The tools help level the playing field between small local farms and large established farms when international buyers look to buy crops responsibly.
"At the beginning of the chain are people, often women, that are working incredibly hard, that aren't getting to keep much of the value they create, because it's a complex supply chain," said Ryan Ross, a program director at the Halcyon Incubator in Washington, D.C., which supported Markit Opportunity. "This could increase the quality of life for an incredible amount of people in the area."
Before products like Markit, retailers bought produce through a circuitous system of buyers, brokers and other middlemen. Farmers had no visibility into the process, so they were often selling their crops for less money than they could have gotten — and far less than the price retailers are willing to pay.
"Their whole livelihoods are dependent on their crops," King-Bischof said. Sugarcane, maize, potatoes and bananas are among Kenya's top crops, according to the UN. "Storage facilities, transportation are all locked up in the investments of their farm. Working capital is a big concern for them."
From the other end, the old system made it difficult for stores and consumers to verify the source of their produce and determine that it met the right international safety standards.
"In Kenya .... [many] farms are small farms in very rural areas without a lot of infrastructure — access to power, running water, roads. It's a fragmented system geographically," King-Bischof said.
The penetration of mobile phone technology, on the other hand, is about 88 percent in Kenya, according to government data.
"We are using technology that is accessible to them," King-Bischof said.
Now agents can text farmers to ensure that their crops are in demand, free of spoilage and using the right levels of pesticides for their end market, said King-Bischof. And farmers can have a long-term relationship with steady prices, or pick up contracting gigs when they can. The platform also provides farmers with access to financial services like loans and insurance.
Ross said King-Bischof's willingness to get her hands dirty is a big driver of the company's success.
"With Ashley, before she even got to the program, I would see pictures of her on Facebook in the back of a vehicle shipping onions," Ross said. "That's the kind of hustle you need. It's incredible to see how hands-on she was able to get at an early stage."
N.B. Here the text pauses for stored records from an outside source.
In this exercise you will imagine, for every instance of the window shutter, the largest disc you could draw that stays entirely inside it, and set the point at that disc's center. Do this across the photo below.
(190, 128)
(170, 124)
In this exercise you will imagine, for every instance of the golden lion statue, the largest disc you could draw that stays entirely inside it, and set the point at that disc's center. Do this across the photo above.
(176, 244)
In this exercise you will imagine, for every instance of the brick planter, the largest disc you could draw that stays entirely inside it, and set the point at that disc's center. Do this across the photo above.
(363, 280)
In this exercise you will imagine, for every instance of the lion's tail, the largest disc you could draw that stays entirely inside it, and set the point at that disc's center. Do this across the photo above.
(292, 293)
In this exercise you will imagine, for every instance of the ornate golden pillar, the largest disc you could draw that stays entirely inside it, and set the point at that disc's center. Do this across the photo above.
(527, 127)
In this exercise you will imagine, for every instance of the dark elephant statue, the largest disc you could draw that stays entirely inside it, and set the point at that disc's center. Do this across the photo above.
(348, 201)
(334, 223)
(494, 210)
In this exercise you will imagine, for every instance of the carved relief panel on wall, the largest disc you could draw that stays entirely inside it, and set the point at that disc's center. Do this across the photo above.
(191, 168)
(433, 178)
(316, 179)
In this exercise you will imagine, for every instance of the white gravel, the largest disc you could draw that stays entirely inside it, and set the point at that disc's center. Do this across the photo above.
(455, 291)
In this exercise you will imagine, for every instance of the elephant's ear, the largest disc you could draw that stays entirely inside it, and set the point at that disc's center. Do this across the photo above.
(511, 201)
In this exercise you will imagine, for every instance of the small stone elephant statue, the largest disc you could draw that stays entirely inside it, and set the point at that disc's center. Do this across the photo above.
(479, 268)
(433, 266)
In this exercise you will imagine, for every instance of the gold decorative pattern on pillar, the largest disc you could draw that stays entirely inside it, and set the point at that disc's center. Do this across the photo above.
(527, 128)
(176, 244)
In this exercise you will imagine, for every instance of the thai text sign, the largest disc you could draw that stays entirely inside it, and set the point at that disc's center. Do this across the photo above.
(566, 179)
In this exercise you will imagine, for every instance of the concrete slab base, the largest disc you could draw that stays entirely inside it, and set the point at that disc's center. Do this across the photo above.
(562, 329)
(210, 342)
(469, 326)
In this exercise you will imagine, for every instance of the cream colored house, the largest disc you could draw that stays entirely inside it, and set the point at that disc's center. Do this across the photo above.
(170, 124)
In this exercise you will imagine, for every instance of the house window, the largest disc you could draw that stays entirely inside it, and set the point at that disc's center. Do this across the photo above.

King-Bischof, in turn, credits much of the company's rapid success to the connections she made at Halcyon, which houses eight social entrepreneurs for five months at a time in Washington and provides them with stipends and support from Amazon Web Services, Deloitte, KPMG and other major business brands.
"It's a really great example of public-private partnership," said Kate Goodall, the chief operating officer of the S&R Foundation, which operates the incubator. "It provides fellows with headspace so you can breathe and focus on what you're doing. And something we call facilitated serendipity: access, which is really about connecting with great problem solvers."
That's also where King-Bischof met co-founder Zeluis Teixeira, or Ze for short, who is using his expertise as a former bank executive to strike global deals for Markit Opportunity. Teixeira, who has lived in developing nations around the world and has familial roots in agriculture, has a vision for how Markit Opportunity can scale globally.
"With Ze, he has an ability to pivot, do it so seamlessly, and not get down about leaving a lot of work on the table," said Ross, the director of Halcyon.
The two have dramatically different backgrounds. King-Bischof was inspired to create the company after combining knowledge from her Ivy League economics degree, work consulting for NGOs and experience at companies like Yelp and Kiva.org, where she worked in the field in Cameroon. But the pair have one important quality in common, said Ross.
"They have resilience," he said. "It's something you can't just put on an application. You see it in the day to day."